Open source expertise is in even greater demand among employers than in previous years -- and that's saying something, because open source skills have long been an important consideration when hiring.
The latest insight about demand for open source expertise among employers comes from the 2017 Open Source Jobs Report, which was sponsored by the Linux Foundation. Most previous iterations of the report were called the Linux Jobs Report, but they focused on the same themes.
This is the sixth year that the organization has collected data on hiring trends for people with open source skills.
This year, the report found:
- 67 percent of managers expect to hire people with open source skills over the next six months at a higher rate than those who will work in other areas of the business.
- 89 percent of managers say they have trouble finding people with the right open source skillset to fill their roles.
- 58 percent of managers say they will need to hire more open source professionals in the next six months than they did in the previous six months.
The significance of open source skills in the tech job market is not a surprise. Previous reports revealed similar trends.
The 2016 survey showed that nearly as many managers (87 percent last year, as opposed to 89 percent this year) reported difficulty finding people with open source skills, for instance. The 2015 report found that "nearly all" managers expected to add open source talent to their staff in the six months following the survey.
Why Open Source is Hot
So, while it's news that demand for open source continues to increase, the demand itself is not noteworthy.

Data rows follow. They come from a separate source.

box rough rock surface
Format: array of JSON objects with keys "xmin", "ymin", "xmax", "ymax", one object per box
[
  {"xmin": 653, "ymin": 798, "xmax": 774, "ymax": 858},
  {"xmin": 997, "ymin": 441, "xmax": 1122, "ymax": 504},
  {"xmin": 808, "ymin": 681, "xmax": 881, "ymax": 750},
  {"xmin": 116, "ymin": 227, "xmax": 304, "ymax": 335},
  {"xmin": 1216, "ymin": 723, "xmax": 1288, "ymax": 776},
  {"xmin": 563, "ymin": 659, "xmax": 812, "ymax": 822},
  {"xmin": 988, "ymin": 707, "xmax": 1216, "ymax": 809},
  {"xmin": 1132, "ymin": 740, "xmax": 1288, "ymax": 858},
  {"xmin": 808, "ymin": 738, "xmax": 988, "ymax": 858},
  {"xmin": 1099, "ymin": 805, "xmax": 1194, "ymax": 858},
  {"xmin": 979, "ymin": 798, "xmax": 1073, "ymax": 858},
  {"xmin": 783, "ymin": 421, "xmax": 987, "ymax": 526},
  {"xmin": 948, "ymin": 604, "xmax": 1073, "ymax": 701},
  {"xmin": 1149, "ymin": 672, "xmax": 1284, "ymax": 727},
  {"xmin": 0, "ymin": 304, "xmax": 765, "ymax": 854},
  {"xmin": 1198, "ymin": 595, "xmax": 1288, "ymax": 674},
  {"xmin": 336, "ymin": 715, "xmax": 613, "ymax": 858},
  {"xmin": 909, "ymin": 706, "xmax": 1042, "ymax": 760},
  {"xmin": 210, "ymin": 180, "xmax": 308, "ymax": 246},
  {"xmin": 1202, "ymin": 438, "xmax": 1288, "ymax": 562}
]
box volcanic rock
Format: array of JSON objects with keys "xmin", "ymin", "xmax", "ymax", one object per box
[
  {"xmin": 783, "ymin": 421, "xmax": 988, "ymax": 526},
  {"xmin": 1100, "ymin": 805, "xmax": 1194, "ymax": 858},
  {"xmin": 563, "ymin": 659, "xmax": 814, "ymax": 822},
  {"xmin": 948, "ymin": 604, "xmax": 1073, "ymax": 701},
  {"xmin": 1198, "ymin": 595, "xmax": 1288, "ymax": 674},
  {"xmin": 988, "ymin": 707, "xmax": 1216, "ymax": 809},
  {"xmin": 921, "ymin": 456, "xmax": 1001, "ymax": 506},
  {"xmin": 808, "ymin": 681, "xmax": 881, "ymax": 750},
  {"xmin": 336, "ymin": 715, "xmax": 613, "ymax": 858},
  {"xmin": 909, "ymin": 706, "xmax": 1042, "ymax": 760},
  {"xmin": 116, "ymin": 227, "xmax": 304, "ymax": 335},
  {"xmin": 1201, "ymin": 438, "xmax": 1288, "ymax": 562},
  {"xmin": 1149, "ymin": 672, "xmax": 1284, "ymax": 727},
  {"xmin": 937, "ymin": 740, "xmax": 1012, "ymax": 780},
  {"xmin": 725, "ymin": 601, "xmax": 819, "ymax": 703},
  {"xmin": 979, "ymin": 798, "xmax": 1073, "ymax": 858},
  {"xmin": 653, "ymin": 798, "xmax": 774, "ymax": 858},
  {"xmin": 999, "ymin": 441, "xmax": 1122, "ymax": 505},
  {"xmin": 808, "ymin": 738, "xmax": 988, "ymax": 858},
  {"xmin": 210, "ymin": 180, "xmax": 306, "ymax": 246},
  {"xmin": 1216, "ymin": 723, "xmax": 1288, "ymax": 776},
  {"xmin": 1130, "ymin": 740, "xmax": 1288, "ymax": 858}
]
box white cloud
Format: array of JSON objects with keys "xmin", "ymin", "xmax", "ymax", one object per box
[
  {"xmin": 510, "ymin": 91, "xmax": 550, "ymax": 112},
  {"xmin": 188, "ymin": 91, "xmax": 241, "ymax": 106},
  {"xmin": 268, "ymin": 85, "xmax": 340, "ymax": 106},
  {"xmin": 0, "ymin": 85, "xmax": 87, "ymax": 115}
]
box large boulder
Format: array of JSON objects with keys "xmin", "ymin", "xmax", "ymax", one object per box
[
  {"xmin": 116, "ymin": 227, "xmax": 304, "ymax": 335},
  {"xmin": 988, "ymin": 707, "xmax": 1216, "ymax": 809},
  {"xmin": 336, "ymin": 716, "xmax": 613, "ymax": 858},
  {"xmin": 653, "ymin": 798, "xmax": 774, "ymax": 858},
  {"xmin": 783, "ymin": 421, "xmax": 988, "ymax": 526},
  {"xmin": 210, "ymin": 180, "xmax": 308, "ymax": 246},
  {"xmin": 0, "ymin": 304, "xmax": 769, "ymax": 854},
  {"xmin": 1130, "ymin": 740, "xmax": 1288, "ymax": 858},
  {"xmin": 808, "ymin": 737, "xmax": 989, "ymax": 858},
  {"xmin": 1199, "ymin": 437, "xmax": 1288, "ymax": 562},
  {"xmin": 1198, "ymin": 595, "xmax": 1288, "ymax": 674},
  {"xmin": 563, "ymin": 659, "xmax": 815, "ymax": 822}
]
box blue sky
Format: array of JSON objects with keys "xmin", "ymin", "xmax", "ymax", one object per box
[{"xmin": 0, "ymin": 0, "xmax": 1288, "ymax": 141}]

After all, open source is everywhere now. You'd be very hard-pressed to find a company that doesn't use open source software somewhere.
Linux distributions power virtual servers hosted in public clouds. OpenStack is widely used to build private clouds. Docker containers are more popular than ever for deploying applications. Nagios and Zabbix are ubiqutous monitoring tools. The list could go on.
The point is that, with open source all around, it's only natural that companies should want to hire people with open source skills.
In a sense, reporting that most companies want to hire people with open source expertise is like saying that most employers want employees who know how to use email. Open source has become so tremendously important that it's a default skill that developers and engineers are expected to have, not a value-add for their resumes.